On 11 Jun 2016, at 4:21, Groach wrote:
On 11/06/2016 05:09, Bill Cole wrote:
So, you thought validating email addresses was a problem demanding a
solution? And you "solved" it with a regular expression?
Congratulations on now having 2 problems. They should be very happy
together.
The regex I quoted was out of context to the problem and completely
unrelated (sorry if you feel so confused with that).
I was not at all confused, but sometimes when people are Wrong On The
Internet in special ways I cannot resist the urge to respond with a
paraphrased geek meme...
Look up Jamie Zawinski's famous "2 problems" quote regarding regular
expressions. It is a perfect fit for the application of regular
expressions to address validation
It is actually for another software project (a mail server)

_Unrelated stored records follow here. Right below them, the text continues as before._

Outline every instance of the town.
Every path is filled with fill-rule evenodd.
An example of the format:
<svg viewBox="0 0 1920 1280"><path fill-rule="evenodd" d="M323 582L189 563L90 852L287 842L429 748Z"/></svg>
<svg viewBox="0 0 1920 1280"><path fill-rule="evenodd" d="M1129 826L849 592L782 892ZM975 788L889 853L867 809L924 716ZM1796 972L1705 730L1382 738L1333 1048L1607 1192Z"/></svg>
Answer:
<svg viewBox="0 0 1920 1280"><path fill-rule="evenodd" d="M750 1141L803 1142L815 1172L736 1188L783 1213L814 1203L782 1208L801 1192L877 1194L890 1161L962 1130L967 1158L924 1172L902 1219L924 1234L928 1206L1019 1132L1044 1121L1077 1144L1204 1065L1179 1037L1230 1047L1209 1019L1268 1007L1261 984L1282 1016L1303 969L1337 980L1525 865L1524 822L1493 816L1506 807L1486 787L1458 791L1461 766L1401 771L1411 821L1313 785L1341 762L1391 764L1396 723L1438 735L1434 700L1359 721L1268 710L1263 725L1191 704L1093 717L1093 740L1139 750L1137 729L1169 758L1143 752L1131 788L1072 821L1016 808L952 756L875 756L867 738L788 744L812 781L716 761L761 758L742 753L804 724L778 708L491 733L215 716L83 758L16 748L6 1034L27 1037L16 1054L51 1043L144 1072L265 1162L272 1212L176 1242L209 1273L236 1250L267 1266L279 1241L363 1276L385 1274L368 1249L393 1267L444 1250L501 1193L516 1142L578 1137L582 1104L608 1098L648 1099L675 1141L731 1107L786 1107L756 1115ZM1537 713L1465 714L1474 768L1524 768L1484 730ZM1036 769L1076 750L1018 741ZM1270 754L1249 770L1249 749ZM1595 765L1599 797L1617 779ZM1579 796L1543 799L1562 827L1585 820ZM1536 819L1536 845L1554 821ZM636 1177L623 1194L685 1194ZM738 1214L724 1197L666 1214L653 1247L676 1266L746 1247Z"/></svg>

Please don't take this as derogatory, because I DO NOT mean it to be,
but can you explain why the world needs yet another new mail server
implementation?
As an example of why I ask this, consider that Microsoft rewrote the
SMTP implementation in Exchange 2013 and did it wrong, breaking
multi-recipient message handling. I guess they had some reason, but the
point is that new code means new bugs, even when you have an elaborate
QA organization in place to prevent that.
that, being a mail server, must ensure email addresses are valid.
Not really. It needs to make sure that it never generates invalid
addresses and it probably should check addresses in its inputs for types
of invalidity that your later code will assume not to be present, but
those are both far from a need to validate addresses perfectly (or even
near-perfectly) to the RFC specification. Having a logical set of
addresses that you'd never generate but will still blindly and
harmlessly work with, some of which may not fit the RFC specs, is a
NON-PROBLEM.
Even if you wanted to draw a RFC-perfect boundary between valid and
invalid addresses, complex regular expressions are a poor tool for that
because the logic of REs don't align to that of the ABNF used in RFCs. A
single regular expression CANNOT precisely match the whole
RFC822/2822/5322 address space. The closest approximation in Perl RE is
huge, indecipherable, and machine-generated. It also cannot deal with
nested comments, a valid albeit pathological address structure under the
ABNF definition. In POSIX RE the problems are MUCH worse.
On the other hand, you COULD use very simple REs to serially and
recursively decompose addresses into the constructs defined by the ABNF
spec, using the same logic as the spec to validate addresses. This is
not as interesting a "problem" as writing the One True RFC822 RE, but it
is a fairly trivial coding exercise and would run more efficiently than
a single RE with the benefit of being more readable and debuggable.
I quoted the regexp in context of showing my point about how
'squiggly' they can be and that I am able to read them.....to a point.
(I was proud because 'googling' around for a regex email address
validator string shows some VERY suspicious and
extortionately,seemingly unnecessarily, long offerings. So I had a go
myself).
And just like a hilariously long list of predecessors, came up with a RE
which fails to precisely reproduce the ABNF definition of a valid
address for message headers. This is why you now have 2 problems:
1. The one you invented of needing to precisely validate email addresses
to a RFC specification that is not a perfect match for the addressing
supported by any coherent package of production-grade mail software.
2. A regular expression that is absurdly complex which you incorrectly
believe solves (1) while in fact it does not. It is maybe good enough,
but maybe not. It's an untestable approximation of its design goal,
which is an intrinsic problem for software.